# Problème d'affichage sur classique II



## dioux78 (12 Juin 2016)

Bonjour,

Ce matin dans un vide grenier j’ai déniché un macintosh classique II. Mais déception au démarrage, il y avait le problème connu du damier (bandes verticale noire et blanches). Après quelques recherches sur le net, j’ai utilisé avec succès la technique du nettoyage de la carte mère avec eau + savon.
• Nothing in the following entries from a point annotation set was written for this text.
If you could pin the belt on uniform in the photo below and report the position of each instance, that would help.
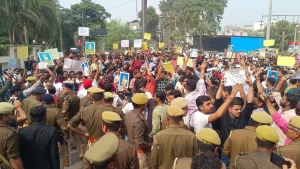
(91, 139)
(141, 151)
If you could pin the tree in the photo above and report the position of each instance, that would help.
(152, 21)
(196, 17)
(117, 31)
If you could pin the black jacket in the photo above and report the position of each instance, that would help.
(39, 147)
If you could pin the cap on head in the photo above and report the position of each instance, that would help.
(140, 98)
(108, 95)
(103, 149)
(68, 85)
(6, 108)
(110, 117)
(180, 102)
(174, 111)
(267, 133)
(94, 90)
(261, 117)
(39, 90)
(48, 98)
(31, 78)
(209, 136)
(295, 122)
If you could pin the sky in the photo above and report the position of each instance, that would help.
(237, 12)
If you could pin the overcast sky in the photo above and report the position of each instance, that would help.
(238, 12)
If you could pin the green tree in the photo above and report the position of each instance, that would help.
(118, 31)
(152, 21)
(196, 17)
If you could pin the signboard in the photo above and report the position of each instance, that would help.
(83, 31)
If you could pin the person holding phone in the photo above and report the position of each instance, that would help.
(266, 139)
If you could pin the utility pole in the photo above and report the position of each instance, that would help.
(269, 19)
(144, 17)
Mais il y a encore un problème d’affichage. Comme vous pouvez le voir sur la photo, l’image du moniteur est penchée et légèrement déformée. Savez-vous comment je peux rétablir un affichage correcte du moniteur ?

Merci


----------



## voltfan (12 Juin 2016)

Bonjour,

Belle trouvaille ! 
Alors ils faut l'ouvrir et près du canon à électrons, il devrait y avoir 2 "sorte de vis" en plastique qu'il faut tourner pour régler l'image horizontalement ou verticalement.
Je vais essayer de trouver une image


----------



## voltfan (12 Juin 2016)

Voici a quoi ça ressemble sur un 128 , je ne trouve pas d'image pour le Classic.
Il faut placer un tournevis dans les trous pour régler l'image


----------



## dioux78 (12 Juin 2016)

Merci beaucoup Voltfan,

Votre réponse m’a permis de trouver les vis de réglage de luminosité et de netteté (elles se trouvent à l’arrière de la bête).
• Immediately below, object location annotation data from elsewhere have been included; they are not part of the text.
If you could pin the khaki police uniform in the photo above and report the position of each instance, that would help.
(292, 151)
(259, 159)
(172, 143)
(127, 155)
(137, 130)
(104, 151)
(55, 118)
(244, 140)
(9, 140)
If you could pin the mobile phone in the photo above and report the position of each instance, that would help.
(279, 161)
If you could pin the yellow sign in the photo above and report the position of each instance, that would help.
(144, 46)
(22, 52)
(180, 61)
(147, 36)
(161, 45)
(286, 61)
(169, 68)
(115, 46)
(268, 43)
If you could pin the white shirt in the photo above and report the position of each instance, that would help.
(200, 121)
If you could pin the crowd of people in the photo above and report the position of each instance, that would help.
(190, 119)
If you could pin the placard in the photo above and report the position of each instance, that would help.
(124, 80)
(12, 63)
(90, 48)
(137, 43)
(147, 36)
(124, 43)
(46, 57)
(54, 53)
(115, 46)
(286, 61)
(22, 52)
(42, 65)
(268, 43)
En revanche, je n’ai pas trouvé les vis de réglage horizontale/verticale. J’espère que quelqu’un aura la réponse…


----------



## voltfan (12 Juin 2016)

Apparemment elles se trouvent au même endroit 

Voici le manuel :
http://www.apple-collection.com/CarPos/classic_ii_performa_200.pdf

A partir de "Video - 7"


----------



## dioux78 (12 Juin 2016)

Merci Voltfan,
Effectivement, il y a d'autres potentiomètres à l'arrières pour les réglages de l'écran.
Je les ai tourné dans tous les sens,mais impossible de redresser l'image. J'ai malheureusement l'impression qu'il s"agit d'un problème matériel. Dommage...


----------



## peyret (12 Juin 2016)

dioux78 a dit:


> Merci Voltfan,
> Effectivement, il y a d'autres potentiomètres à l'arrières pour les réglages de l'écran.
> Je les ai tourné dans tous les sens,mais impossible de redresser l'image. J'ai malheureusement l'impression qu'il s"agit d'un problème matériel. Dommage...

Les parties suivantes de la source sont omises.